Porter has 47 catches on the season for 663 yards and four touchdowns. Only Randy Moss, with five, has more touchdowns for the Raiders.

Porter was involved in a violent collision when he came across the middle for a 25-yard catch and was drilled by safety Sean Taylor.

“I came off a little woozy.” said Porter.

However, he came back later in the drive with an 8-yard catch to help set up the game-tying field goal.

Love for Norv

The Raiders came to FedEx Field knowing they needed a victory to keep their slim playoff hopes alive. They also came hoping to score a victory for Redskins-turned-Raiders coach Norv Turner.

“We had to get a win,” Raiders defensive end Bobby Hamilton said. “That is why we gave him the game ball. He came back to his hometown and the team that ran him out of town, and he succeeded. We are just extremely excited to win this game for the team and for Coach.”

Turner and the team didn’t speak of his tumultuous reign in Washington in the week leading up to the contest, although it was clearly in everyone’s thoughts.

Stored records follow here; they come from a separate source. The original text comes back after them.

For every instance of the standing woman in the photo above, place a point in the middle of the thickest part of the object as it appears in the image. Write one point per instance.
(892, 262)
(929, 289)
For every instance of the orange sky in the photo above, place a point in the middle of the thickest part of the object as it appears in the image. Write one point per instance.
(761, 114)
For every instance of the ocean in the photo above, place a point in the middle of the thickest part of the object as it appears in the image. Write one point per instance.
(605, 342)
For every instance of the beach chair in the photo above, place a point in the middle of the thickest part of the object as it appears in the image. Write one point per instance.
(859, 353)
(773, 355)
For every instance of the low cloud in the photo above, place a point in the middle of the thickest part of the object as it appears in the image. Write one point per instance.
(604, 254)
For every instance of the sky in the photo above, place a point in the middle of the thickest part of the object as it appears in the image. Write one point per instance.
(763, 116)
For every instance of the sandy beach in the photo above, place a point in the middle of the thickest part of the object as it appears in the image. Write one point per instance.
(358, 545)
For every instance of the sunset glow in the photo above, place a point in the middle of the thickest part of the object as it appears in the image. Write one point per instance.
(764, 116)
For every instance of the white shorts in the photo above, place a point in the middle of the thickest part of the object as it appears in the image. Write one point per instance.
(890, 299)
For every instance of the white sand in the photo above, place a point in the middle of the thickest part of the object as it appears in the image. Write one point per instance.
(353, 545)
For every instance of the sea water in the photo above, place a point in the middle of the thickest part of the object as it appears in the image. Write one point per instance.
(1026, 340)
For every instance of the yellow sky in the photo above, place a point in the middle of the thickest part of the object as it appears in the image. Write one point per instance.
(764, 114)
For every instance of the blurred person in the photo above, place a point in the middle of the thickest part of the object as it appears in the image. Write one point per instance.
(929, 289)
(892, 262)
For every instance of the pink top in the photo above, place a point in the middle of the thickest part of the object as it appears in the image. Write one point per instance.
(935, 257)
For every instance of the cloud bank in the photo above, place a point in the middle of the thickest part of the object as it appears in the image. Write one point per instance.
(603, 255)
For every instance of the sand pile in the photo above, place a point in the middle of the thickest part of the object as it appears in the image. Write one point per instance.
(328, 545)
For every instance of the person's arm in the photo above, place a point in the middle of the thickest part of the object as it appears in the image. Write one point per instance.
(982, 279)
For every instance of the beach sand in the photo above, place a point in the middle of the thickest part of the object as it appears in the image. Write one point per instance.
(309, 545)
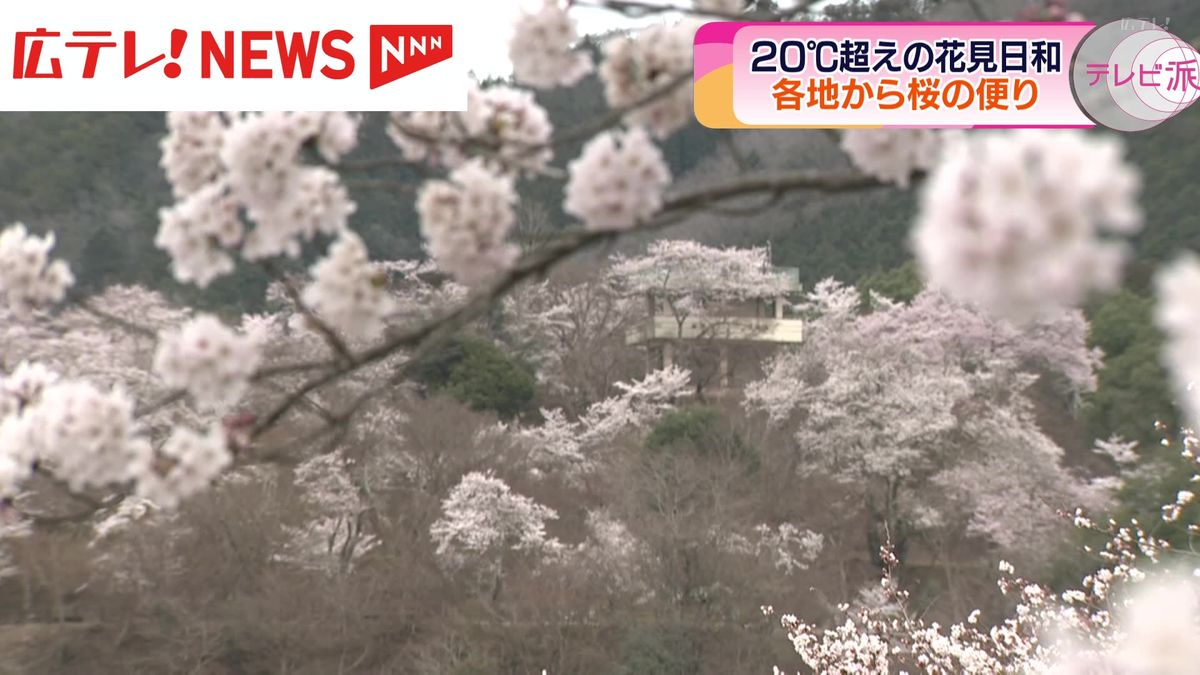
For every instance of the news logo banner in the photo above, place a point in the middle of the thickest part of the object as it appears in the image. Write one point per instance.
(227, 55)
(887, 75)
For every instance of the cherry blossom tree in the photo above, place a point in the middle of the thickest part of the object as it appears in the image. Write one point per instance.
(921, 406)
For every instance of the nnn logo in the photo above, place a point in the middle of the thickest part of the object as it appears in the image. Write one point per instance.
(400, 51)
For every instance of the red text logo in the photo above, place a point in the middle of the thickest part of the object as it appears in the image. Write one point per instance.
(400, 51)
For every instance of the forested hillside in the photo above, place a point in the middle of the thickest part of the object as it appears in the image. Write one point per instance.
(460, 393)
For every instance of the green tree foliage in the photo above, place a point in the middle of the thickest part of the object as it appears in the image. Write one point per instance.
(479, 374)
(1133, 390)
(702, 431)
(900, 284)
(659, 650)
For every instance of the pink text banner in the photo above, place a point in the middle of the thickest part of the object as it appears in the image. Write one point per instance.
(887, 75)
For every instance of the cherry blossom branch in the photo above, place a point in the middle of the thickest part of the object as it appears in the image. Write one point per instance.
(427, 336)
(327, 332)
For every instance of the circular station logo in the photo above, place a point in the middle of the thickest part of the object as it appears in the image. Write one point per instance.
(1132, 75)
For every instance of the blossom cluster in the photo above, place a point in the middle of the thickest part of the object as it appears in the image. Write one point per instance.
(484, 517)
(222, 166)
(467, 220)
(504, 127)
(186, 464)
(541, 48)
(618, 181)
(28, 276)
(642, 73)
(209, 360)
(348, 290)
(1024, 222)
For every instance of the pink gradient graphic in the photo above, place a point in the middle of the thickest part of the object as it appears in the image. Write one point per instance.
(727, 45)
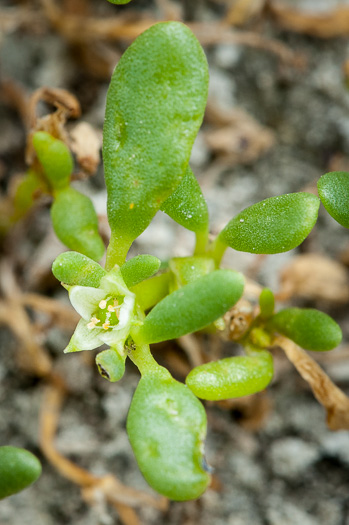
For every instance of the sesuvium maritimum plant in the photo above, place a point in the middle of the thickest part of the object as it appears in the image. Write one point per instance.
(19, 468)
(155, 106)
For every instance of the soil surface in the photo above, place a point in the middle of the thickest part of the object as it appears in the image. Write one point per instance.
(277, 120)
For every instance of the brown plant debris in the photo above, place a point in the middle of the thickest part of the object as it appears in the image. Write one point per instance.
(86, 143)
(239, 138)
(67, 106)
(118, 495)
(32, 356)
(332, 23)
(327, 393)
(316, 277)
(242, 11)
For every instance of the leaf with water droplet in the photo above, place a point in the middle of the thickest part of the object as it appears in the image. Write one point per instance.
(309, 328)
(155, 106)
(275, 225)
(19, 468)
(333, 190)
(232, 377)
(166, 425)
(192, 307)
(73, 268)
(187, 205)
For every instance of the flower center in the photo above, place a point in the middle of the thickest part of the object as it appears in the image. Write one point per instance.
(107, 314)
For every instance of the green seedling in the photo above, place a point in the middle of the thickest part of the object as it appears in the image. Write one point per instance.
(334, 193)
(18, 469)
(155, 105)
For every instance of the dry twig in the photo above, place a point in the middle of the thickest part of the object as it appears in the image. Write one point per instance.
(332, 23)
(329, 395)
(117, 494)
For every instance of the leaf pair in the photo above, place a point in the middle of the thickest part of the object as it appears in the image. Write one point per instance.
(73, 216)
(155, 106)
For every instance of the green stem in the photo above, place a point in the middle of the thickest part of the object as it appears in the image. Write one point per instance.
(201, 243)
(143, 359)
(116, 252)
(217, 251)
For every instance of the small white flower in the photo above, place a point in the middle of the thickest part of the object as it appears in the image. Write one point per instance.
(106, 313)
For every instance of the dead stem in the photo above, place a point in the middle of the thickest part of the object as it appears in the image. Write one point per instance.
(327, 393)
(120, 496)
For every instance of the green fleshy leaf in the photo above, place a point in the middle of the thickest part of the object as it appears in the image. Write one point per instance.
(334, 193)
(155, 106)
(151, 291)
(24, 196)
(309, 328)
(139, 268)
(231, 377)
(274, 225)
(166, 425)
(111, 365)
(187, 205)
(75, 223)
(266, 303)
(55, 158)
(188, 269)
(18, 469)
(192, 307)
(84, 339)
(73, 268)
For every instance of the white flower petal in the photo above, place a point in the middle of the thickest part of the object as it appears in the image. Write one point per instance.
(85, 300)
(114, 337)
(85, 338)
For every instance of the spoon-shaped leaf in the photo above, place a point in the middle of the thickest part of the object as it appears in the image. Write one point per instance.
(166, 425)
(333, 190)
(187, 205)
(73, 268)
(274, 225)
(192, 307)
(155, 106)
(55, 158)
(139, 268)
(309, 328)
(75, 223)
(18, 469)
(231, 377)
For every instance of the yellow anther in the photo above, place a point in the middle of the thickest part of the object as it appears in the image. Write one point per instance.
(92, 323)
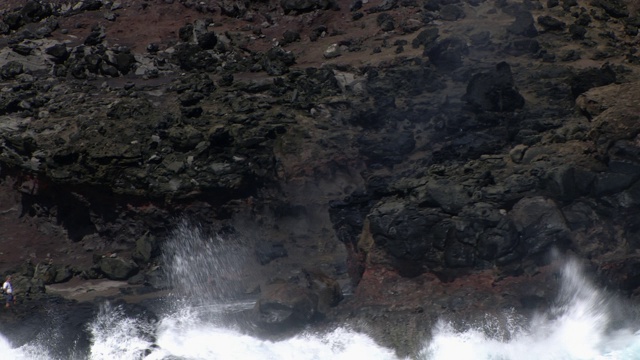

“Everybody knew the history of what happened, and it was unjust,” Porter said. “We just wanted to come out and play well.”

Clark’s knee holds up

Safety Ryan Clark injured his knee during kickoff coverage but returned to make three tackles.

“A guy got me from the side, and it hurts, but who in Week [11] isn’t playing with pain?” Clark said. “We’re all playing with pain right now. I was nervous when it happened though.”

Pass rush issues

The Redskins produced one sack, by Chris Clemons, in 38 dropbacks by Raiders quarterback Kerry Collins.

In the past two games the Redskins scored one sack in 68 combined dropbacks by Collins and Bucs quarterback Chris Simms and have only 15 sacks in 10 games this season.

“It seems like teams block differently when they play us because of the pressure we bring,” defensive end Phillip Daniels said. “They max protect, slide the line and leave guys in to block. But we have to find a way to keep pushing.”